ムーン・ノクターン
「ねぇ、サホ、今日はちょっと冒険に行きましょう」
朝、サホが私の家へと来たのでそのまま部屋にあげた。
私の両親はもうとっくに仕事に出かけていて、家には私とサホの2人だけだ。
外は快晴、もう岩場に行くのも飽きた、ということで今日は母に内緒で持っている地図を見て何処に行くか決めようと思う。
この地図は前の母にもらったものだ。
『きっと役に立つ』と言われて、ずっと、ずっと持っていた。
「この島に行きたいの、ほらみて、あそこよ」
地図を片手に、窓から見えるすぐ近くの島を指差す。
古ぼけた教会がぽつんと森の中に建っている島だ。
“ムーン・アイランド”と地図には記されている。
「今ちょうど干潮の時間なの、満潮でもいけないことはないんだけど」
「そこに、何かあるの?」
私の横に並んで、じっと島を見つめるサホ。
12歳を過ぎてちょっとずつ背が伸びて、声も変わって、今では私のお父さんよりちょっと幼いくらいだ。

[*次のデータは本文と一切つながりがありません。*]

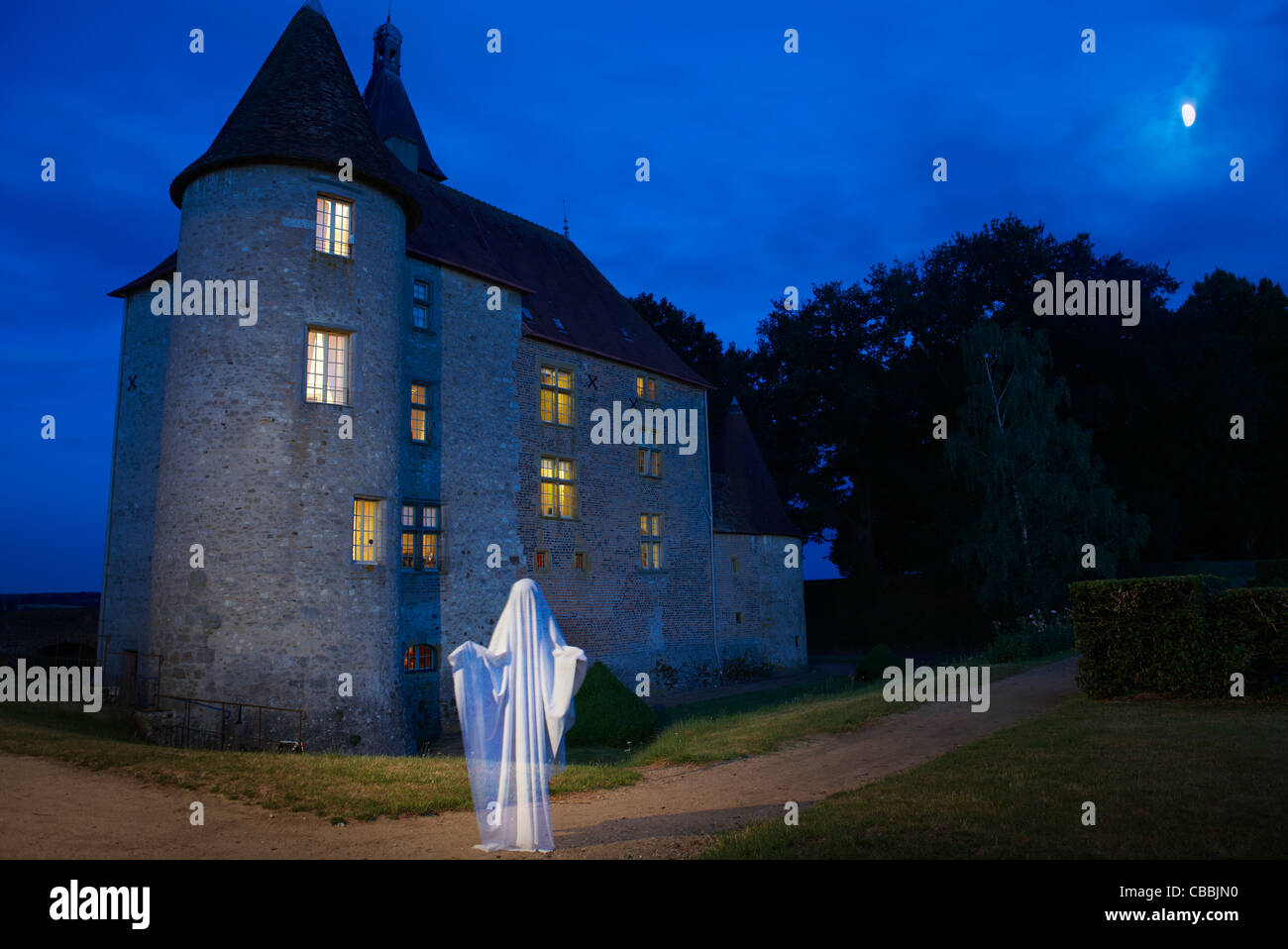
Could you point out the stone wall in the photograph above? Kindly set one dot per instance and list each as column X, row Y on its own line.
column 261, row 476
column 478, row 446
column 136, row 458
column 619, row 613
column 765, row 595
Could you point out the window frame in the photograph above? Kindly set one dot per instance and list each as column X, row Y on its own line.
column 645, row 389
column 323, row 233
column 652, row 541
column 648, row 463
column 374, row 537
column 426, row 304
column 415, row 653
column 555, row 481
column 555, row 389
column 419, row 407
column 419, row 531
column 326, row 333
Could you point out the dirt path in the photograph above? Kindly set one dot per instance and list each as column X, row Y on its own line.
column 51, row 808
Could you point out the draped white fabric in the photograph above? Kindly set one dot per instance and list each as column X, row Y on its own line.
column 515, row 704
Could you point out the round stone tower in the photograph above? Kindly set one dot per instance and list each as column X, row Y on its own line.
column 274, row 555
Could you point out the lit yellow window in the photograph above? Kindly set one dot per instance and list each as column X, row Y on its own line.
column 558, row 488
column 334, row 232
column 327, row 368
column 420, row 658
column 365, row 529
column 421, row 537
column 419, row 412
column 555, row 395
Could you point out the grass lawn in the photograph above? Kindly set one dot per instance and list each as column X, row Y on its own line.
column 366, row 786
column 342, row 787
column 1170, row 781
column 761, row 721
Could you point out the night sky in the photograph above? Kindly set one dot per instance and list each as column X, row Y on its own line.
column 768, row 168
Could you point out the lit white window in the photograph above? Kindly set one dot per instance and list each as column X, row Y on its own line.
column 327, row 368
column 334, row 231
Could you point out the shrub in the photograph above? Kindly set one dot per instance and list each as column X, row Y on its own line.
column 1028, row 638
column 1258, row 621
column 877, row 660
column 1150, row 635
column 1270, row 574
column 608, row 713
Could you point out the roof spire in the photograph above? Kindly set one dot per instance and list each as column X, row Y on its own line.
column 387, row 51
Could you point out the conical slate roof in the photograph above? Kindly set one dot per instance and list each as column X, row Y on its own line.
column 303, row 108
column 391, row 115
column 746, row 501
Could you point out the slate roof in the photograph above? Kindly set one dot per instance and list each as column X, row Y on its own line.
column 558, row 281
column 391, row 115
column 163, row 269
column 743, row 493
column 303, row 107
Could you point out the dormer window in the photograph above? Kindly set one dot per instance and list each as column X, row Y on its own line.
column 334, row 227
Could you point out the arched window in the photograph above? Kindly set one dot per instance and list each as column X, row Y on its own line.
column 420, row 658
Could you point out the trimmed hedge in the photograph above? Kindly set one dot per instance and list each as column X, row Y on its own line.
column 1153, row 635
column 608, row 713
column 1270, row 574
column 1257, row 618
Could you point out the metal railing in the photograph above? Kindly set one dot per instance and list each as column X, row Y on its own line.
column 232, row 734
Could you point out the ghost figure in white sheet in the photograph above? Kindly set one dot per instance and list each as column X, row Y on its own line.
column 515, row 705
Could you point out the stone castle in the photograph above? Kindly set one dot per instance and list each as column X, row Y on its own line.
column 342, row 481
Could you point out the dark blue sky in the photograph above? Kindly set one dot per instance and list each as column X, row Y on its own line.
column 768, row 168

対する私の成長期というものはもう終わってしまっていて。
「行こう」
先にそういったのはサホだった。
何かから逃げるように、私の手を引いて私の家から出た。
私の家から島まではきっと15分くらい。
ぱしゃぱしゃと海の中を歩く。砂の感触を足で確かめながら。
夏の海は気持ちが良い、これが“ツクリモノ”でも、私は満足している。
本物の海を見て感動があるなんて確信はないから。
「ずいぶんとツタで飾られてるね」
「そうね、でもその方が綺麗じゃない?」
教会を見つけた、が、ツタまみれで中に入れやしない。
ガンガン、と蹴っているが、頑丈なツタの鍵は外れやしなさそう。
「ねぇ、こっち」
指差す先には、私1人が入れそうな小窓。
なぜかそこにツタは絡んでおらず、鍵もかかっていない。
恐る恐る開けて中へと入る。
中は当時のままなのか、少し埃を被っている程度。
大きい本来の扉を見てみると、中から鍵がかけられていた。
近くの大きな石で鍵を壊し、ゆっくりと開ける。
外の日が差し込むと、奥のステンドグラスが色鮮やかに輝く。
「綺麗ね。…これ、私が読んだ本の教会とそっくり」
「そうなんだ…、そうだ、ここを僕たちの秘密基地にしよう」
そう言ったサホの横顔は、どこか焦りと恐怖の色に染められていた。